I see OOMs locally with a 16 GB memory computer.
Source code: https://github.com/rust-lang-nursery/rustc-perf/tree/master/collector/benchmarks/html5ever
I did a run with Massif:
Yep, that's a 14 GiB peak, with 12 GiB of it coming from a single stack trace involving visit_ty
/visit_with
. I'm not surprised it OOM'd on a 16 GiB machine.
Massif doesn't get great stack traces due to inlining, but DHAT does a better job by using debuginfo. Here's the important info:
-------------------- 2 of 500 --------------------
max-live: 12,884,901,888 in 1 blocks
tot-alloc: 12,884,901,888 in 1 blocks (avg size 12884901888.00)
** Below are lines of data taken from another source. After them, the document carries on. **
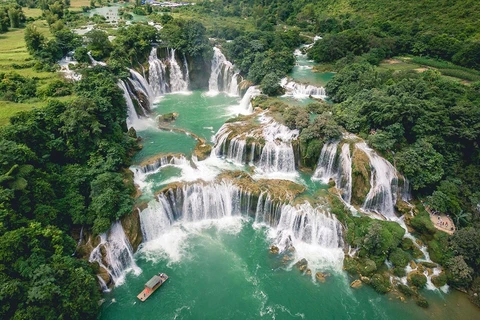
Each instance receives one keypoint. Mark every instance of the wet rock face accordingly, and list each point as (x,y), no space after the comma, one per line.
(202,150)
(360,177)
(133,231)
(102,273)
(302,265)
(274,250)
(321,277)
(168,117)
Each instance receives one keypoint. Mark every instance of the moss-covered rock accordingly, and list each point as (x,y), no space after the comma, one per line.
(132,228)
(350,265)
(439,280)
(366,266)
(406,290)
(399,258)
(421,301)
(302,265)
(407,244)
(380,283)
(356,284)
(399,272)
(361,172)
(417,279)
(168,117)
(202,150)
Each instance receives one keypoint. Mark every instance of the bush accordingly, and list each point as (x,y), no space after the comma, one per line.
(440,280)
(422,223)
(399,257)
(367,267)
(406,290)
(421,301)
(417,279)
(271,84)
(380,283)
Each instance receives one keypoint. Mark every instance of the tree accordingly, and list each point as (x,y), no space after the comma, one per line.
(33,39)
(271,84)
(97,42)
(458,272)
(421,164)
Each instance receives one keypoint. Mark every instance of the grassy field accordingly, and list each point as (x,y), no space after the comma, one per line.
(13,51)
(32,12)
(75,4)
(451,72)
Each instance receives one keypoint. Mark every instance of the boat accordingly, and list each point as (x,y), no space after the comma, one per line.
(152,285)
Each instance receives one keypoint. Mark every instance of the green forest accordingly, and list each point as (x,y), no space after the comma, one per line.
(64,161)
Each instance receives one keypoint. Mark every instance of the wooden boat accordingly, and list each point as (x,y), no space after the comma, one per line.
(152,285)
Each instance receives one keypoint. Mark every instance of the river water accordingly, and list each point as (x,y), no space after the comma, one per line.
(222,268)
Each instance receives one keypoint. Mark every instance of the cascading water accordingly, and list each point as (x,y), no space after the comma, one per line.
(218,63)
(159,163)
(277,153)
(315,234)
(234,149)
(141,84)
(383,185)
(131,112)
(338,167)
(327,163)
(95,62)
(187,72)
(222,75)
(246,102)
(178,83)
(302,91)
(118,254)
(157,76)
(345,178)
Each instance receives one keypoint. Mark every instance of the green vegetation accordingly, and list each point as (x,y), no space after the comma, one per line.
(61,167)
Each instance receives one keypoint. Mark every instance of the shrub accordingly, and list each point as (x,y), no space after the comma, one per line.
(380,283)
(417,279)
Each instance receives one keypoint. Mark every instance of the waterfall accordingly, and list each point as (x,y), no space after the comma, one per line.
(235,149)
(338,167)
(187,72)
(233,87)
(157,76)
(345,178)
(267,212)
(177,79)
(277,157)
(246,103)
(95,62)
(277,153)
(327,163)
(383,185)
(156,218)
(218,62)
(159,163)
(118,254)
(131,112)
(302,91)
(141,84)
(222,70)
(103,285)
(315,234)
(192,203)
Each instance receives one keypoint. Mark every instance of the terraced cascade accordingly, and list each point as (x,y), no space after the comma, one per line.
(242,234)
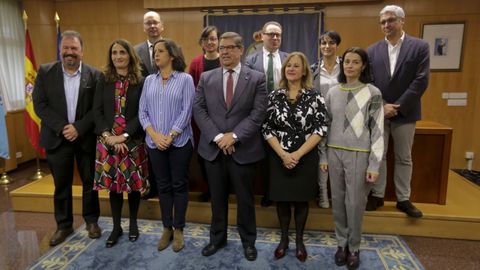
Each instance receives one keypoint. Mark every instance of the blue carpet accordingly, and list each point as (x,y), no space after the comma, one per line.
(81,252)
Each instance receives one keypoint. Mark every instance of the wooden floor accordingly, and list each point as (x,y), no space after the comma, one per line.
(459,218)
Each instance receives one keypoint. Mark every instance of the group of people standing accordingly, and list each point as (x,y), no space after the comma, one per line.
(305,124)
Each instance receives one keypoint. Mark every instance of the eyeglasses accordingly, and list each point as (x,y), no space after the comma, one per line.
(212,39)
(151,23)
(389,21)
(273,34)
(228,48)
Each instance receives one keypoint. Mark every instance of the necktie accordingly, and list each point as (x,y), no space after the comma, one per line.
(152,59)
(229,96)
(270,73)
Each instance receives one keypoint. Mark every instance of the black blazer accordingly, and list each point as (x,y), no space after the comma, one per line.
(104,107)
(409,80)
(50,105)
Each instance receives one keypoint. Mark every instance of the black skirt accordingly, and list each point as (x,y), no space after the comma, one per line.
(293,185)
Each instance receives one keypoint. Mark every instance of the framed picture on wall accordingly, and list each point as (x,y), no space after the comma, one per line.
(446,45)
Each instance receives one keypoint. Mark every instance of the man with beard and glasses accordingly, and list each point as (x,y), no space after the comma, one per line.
(63,99)
(229,108)
(400,69)
(268,61)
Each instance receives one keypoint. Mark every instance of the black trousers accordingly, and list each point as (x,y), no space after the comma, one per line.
(220,171)
(61,161)
(170,169)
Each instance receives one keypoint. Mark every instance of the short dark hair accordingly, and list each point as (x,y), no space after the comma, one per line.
(237,39)
(178,62)
(333,35)
(72,34)
(206,32)
(365,76)
(134,70)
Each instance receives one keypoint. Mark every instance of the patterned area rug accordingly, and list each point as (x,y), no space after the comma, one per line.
(81,252)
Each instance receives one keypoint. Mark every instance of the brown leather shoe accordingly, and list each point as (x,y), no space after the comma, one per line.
(167,236)
(341,256)
(373,203)
(409,209)
(59,236)
(93,230)
(178,242)
(353,260)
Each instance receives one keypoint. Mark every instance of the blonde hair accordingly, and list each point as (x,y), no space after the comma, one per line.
(306,77)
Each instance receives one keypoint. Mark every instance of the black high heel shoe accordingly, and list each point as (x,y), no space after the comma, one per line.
(113,238)
(133,234)
(281,250)
(301,252)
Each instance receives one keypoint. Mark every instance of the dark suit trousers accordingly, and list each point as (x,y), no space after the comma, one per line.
(61,161)
(170,169)
(219,172)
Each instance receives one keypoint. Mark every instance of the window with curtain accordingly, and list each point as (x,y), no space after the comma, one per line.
(12,55)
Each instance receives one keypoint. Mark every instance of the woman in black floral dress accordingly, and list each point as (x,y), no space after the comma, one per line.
(294,125)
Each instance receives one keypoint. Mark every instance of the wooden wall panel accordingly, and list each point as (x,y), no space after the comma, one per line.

deaths: 1, at avg age 219,437,305,943 (40.34% of prog lifetime)
acc-ratios: 0.60 rd, 0.60 wr (7,768,302,580 b-read, 7,768,302,580 b-written)
at 0x4C2DECF: malloc (in /usr/lib/valgrind/vgpreload_exp-dhat-amd64-linux.so)
by 0x7A673EC: alloc (alloc.rs:62)
by 0x7A673EC: alloc (alloc.rs:123)
by 0x7A673EC: reserve_internal<(&rustc::ty::sty::RegionKind, rustc::mir::Location),alloc::alloc::Global> (raw_vec.rs:679)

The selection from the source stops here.